The Minister of Works and Housing, Babatunde Fashola disclosed this while defending his ministry’s proposed budget in the 2023 Appropriation Bill, saying his ministry had currently awarded 1,642 highway contracts for 1,632 projects totalling N10.395 trillion.
The proposed budget of his ministry in the 2023 Appropriation Bill, said his ministry had currently awarded 1,642 highway contracts for 1,632 projects at a total sum of N10.395 trillion.
Asked to “take a bow and go” by the MPs following his presentation before the House of Representatives Committee on Works in Abuja on Tuesday, Fashola said, “The main impediment to highways development in the country remains inadequate finance. As of now, the government has roughly N10.4 trillion in obligations to highway contractors, and there are approximately N765 billion in unpaid certificates for completed work.

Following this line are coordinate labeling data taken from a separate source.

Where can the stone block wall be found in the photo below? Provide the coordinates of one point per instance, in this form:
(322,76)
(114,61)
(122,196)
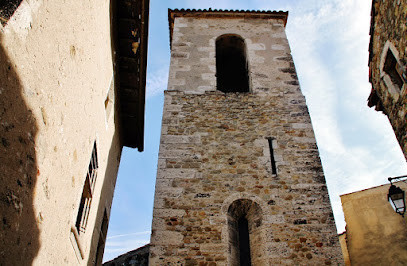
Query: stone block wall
(215,153)
(389,31)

“Second, effective project supervision at the sites is being hampered by the ministry’s shortage of younger engineers and technical officers as a result of the employment ban. It is anticipated that additional funding sources for highway projects would be investigated and that the ban on hiring middle-level engineers and technical officers is necessary to improve.
Reading from his written presentation to the committee, the minister stated that the regime had constructed roads totalling approximately 8,000 kilometres out of the approximately 13,000 kilometres under (re)construction.

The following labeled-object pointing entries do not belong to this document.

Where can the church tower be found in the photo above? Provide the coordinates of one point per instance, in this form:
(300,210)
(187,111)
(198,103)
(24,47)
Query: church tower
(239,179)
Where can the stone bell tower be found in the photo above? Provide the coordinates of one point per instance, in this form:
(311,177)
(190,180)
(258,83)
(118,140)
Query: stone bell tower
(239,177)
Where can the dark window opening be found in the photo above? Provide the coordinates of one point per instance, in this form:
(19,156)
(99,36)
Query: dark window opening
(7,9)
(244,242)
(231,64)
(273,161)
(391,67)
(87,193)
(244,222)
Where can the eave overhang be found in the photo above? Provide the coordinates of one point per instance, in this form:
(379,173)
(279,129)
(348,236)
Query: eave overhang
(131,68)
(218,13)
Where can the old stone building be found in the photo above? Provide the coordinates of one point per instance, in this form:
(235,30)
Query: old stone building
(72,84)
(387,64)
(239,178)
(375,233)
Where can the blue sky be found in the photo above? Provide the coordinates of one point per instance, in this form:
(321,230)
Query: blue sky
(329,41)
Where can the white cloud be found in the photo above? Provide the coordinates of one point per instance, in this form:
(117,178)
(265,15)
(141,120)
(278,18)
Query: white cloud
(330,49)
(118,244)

He stated that the ministry had documented the creation of 339,955 jobs across road projects, saying, “These are the human activities behind the kilometres (of road built).”
He went on to say that some of the jobs were created as a result of 1,663,954 linear meters of lane marking, “which was not visible on our roads before but you can now see them beginning to emerge.”
He said that 1,663,954 linear meters of lane marking, which were previously invisible on our roads but are now starting to surface, contributed to the creation of some of the jobs.
The minister also mentioned that as of 2015, there were 250,583 missing traffic signs.
The construction firms, according to Fashola, used 1,002,960,851 litres of diesel for a variety of projects.
He further said that some of the jobs were created through lane marking covering 1,663,954 linear meters, “which was not visible on our roads before but you can now see them beginning to emerge.”
The minister also noted that 250,583 road signs were missing on the roads as of 2015.
According to Fashola, the construction companies had used 1,002,960,851 litres of diesel for various projects.
“Construction companies don’t buy diesel; they buy from the market. All of these suppliers are small businesses who benefit from and are impacted by what we do.”
The minister also said the contractors had used 1.6 million tonnes of cement, adding that, “These are activities going on, impacting people beyond what we do here.”